Before we get into the details of Monster’s new in-canal earphones, Beats Tour by Dr. Dre ($150), we need to briefly express a concern: as much as we love — seriously love — Dr. Dre’s music, there’s something a little troubling about buying special earphones to match the sound intended by a specific person. Do it once, and then other musicians might expect the same; some bands might record their music to sound bad in popular or competing earphones, just to drive sales to their own. If this happened, the result would be pandemonium, just as bad as having to buy special artist-specific MP3 players or download unique audio codecs just for given producers. The world is certainly a much better place without having to change earphones every time we change songs.
Having mentioned that possibility, however, the reality is that there are already hundreds of different earphones out there, and they rarely sound exactly the same. Smart companies know how to choose and then balance the miniature speakers inside to deliver sound that either appeals to the masses or to specific niches; others just toss components inside and cross their fingers that people will like them. That’s why we don’t hold anything against Monster for its choice to work with Dr. Dre, whose skills as a rapper and producer have deservedly received Grammy awards—the man has been making superb music for 25 years, under his own name and with others, including huge hip-hop acts such as Dre’s N.W.A.

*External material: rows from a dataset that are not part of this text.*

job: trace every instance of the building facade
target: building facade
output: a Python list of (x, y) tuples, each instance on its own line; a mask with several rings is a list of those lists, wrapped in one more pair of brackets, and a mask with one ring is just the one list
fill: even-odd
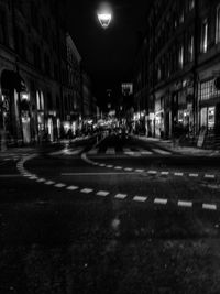
[(61, 137), (68, 99), (63, 3), (0, 0), (0, 129), (8, 142)]
[(69, 34), (66, 35), (67, 43), (67, 72), (68, 72), (68, 96), (66, 107), (66, 122), (67, 128), (72, 128), (73, 134), (81, 124), (81, 108), (82, 108), (82, 92), (81, 92), (81, 56), (74, 44)]
[(220, 1), (154, 1), (146, 37), (152, 134), (170, 138), (176, 126), (189, 137), (218, 133)]

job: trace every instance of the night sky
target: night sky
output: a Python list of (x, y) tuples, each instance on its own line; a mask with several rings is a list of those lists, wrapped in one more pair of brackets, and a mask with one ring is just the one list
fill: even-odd
[(96, 12), (101, 1), (67, 0), (67, 28), (92, 78), (95, 95), (105, 102), (105, 90), (132, 78), (140, 32), (144, 31), (150, 0), (109, 0), (113, 20), (103, 30)]

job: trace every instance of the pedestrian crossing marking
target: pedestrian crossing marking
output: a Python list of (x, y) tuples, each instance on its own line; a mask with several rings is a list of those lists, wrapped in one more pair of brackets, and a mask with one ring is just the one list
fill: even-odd
[(63, 187), (65, 187), (66, 186), (66, 184), (63, 184), (63, 183), (58, 183), (58, 184), (56, 184), (56, 185), (54, 185), (55, 187), (57, 187), (57, 188), (63, 188)]
[(114, 198), (117, 198), (117, 199), (125, 199), (127, 198), (127, 194), (117, 194), (116, 196), (114, 196)]
[(163, 154), (163, 155), (170, 155), (172, 152), (169, 151), (165, 151), (165, 150), (162, 150), (162, 149), (157, 149), (157, 148), (154, 148), (152, 149), (154, 152), (158, 153), (158, 154)]
[(90, 189), (90, 188), (84, 188), (84, 189), (81, 189), (80, 192), (81, 193), (85, 193), (85, 194), (89, 194), (89, 193), (91, 193), (94, 189)]
[(103, 196), (103, 197), (106, 197), (106, 196), (109, 195), (109, 192), (107, 192), (107, 190), (99, 190), (99, 192), (97, 192), (97, 195), (98, 195), (98, 196)]
[(99, 149), (95, 148), (95, 149), (89, 150), (88, 154), (96, 155), (98, 153), (98, 151), (99, 151)]
[(216, 204), (202, 204), (204, 209), (210, 209), (210, 210), (217, 210), (217, 205)]
[(133, 200), (134, 202), (140, 202), (140, 203), (144, 203), (147, 199), (147, 197), (144, 196), (134, 196)]
[(78, 189), (79, 187), (77, 187), (77, 186), (68, 186), (66, 189), (68, 189), (68, 190), (75, 190), (75, 189)]
[(154, 203), (155, 203), (155, 204), (163, 204), (163, 205), (166, 205), (166, 204), (167, 204), (167, 199), (155, 198), (155, 199), (154, 199)]
[(114, 148), (108, 148), (106, 151), (106, 154), (114, 155), (116, 154), (116, 149)]
[(183, 202), (183, 200), (179, 200), (177, 203), (178, 206), (183, 206), (183, 207), (193, 207), (193, 203), (191, 202)]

and solo artists Eminem and 50 Cent.
It’s therefore no surprise that Beats Tour is pitched as well-suited to “hip hop, rock, and R&B,” with especially powerful, distortion-free bass. A note from Dr. Dre on the back of Tour’s box says that the new canalphones will let you hear music the way artists and Dre hear it: with the “bass, the detail, the dynamics” found in his studio. And Monster has come up with a novel-looking design, too.
Most interestingly, Beats Tour features a red, tangle-free flat cable design that actually works: we’ve wrapped and unwrapped these earphones multiple times along with others we’ve been testing, and while we’ve had to untangle the others, Tour has been effortless from a cord standpoint every time. Monster has also come up with distinctive black earplugs that have the “b” logo on their flat outer surfaces, plus a kit with five sets of replaceable silicone eartips, and a semi-hard, zippered “b” carrying case. While we’re not fond of the color of the cords, we do like just about everything else about Monster’s kit; it’s a little new, a little familiar, and definitely distinctive.
The only major problem with the design of Beats Tour is that the earphones themselves are the wrong shape, and by “wrong,” we mean that these single-driver earpieces are roughly as large as any triple-driver design we’ve tested, yet they don’t fit as well. We tried the included eartips. Then we received not just one, but two sets of replacement eartips from Monster, which said that the new tips were softer and more likely to provide a better seal.
Having tested more than a hundred different pairs of canalphones, many of which we’ve reviewed here, our feeling is that the problem with Beats Tour isn’t so much the rubber tips as the hard plastic housings of the earphones; their angles and lengths just don’t lend themselves to fitting as universally as smaller earphones we’ve tested. Monster’s new rubber tips may help you get a better seal, but they don’t stop the earphones from feeling intrusive in your canals, or in our case, unintentionally serving as wax cleaners. Every time Tour’s triple-flanges came out of our ears, they were turned inside out, and seemed to have scrubbed out our ear canals.
If you can get a good seal with the tips, which we did when using the larger triple flanges, you’ll hear what Dr. Dre wanted you to hear: bass. Connected to an iPod or iPhone, Beats Tour really brings out the low end in music, giving any song with a strong beat the ability to draw you in to its center, while making mids and mid-highs pop. On recent Dre-produced songs, such as 50 Cent’s classic In Da Club, the low beat pulses with the familiarity and resonance of your heart; in Outta Control (Remix), you can hear bass notes swell gently upward in strength without becoming dull thuds. Similarly, classics such as N.W.A.‘s 100 Miles and Runnin’ play with low-end energy matching Dre’s and Easy-E’s fast, angry vocals; the same bass-heavy balance also shapes off-genre songs such as Paul McCartney’s, making them even more clubby than they began.
Is this novel? No. Extra bass is perhaps the most common skewed sound signature used by headphone makers, and there are many other canalphones—Radius’s $40 Atomic Bass, as an inexpensive example—with similar sonic characteristics.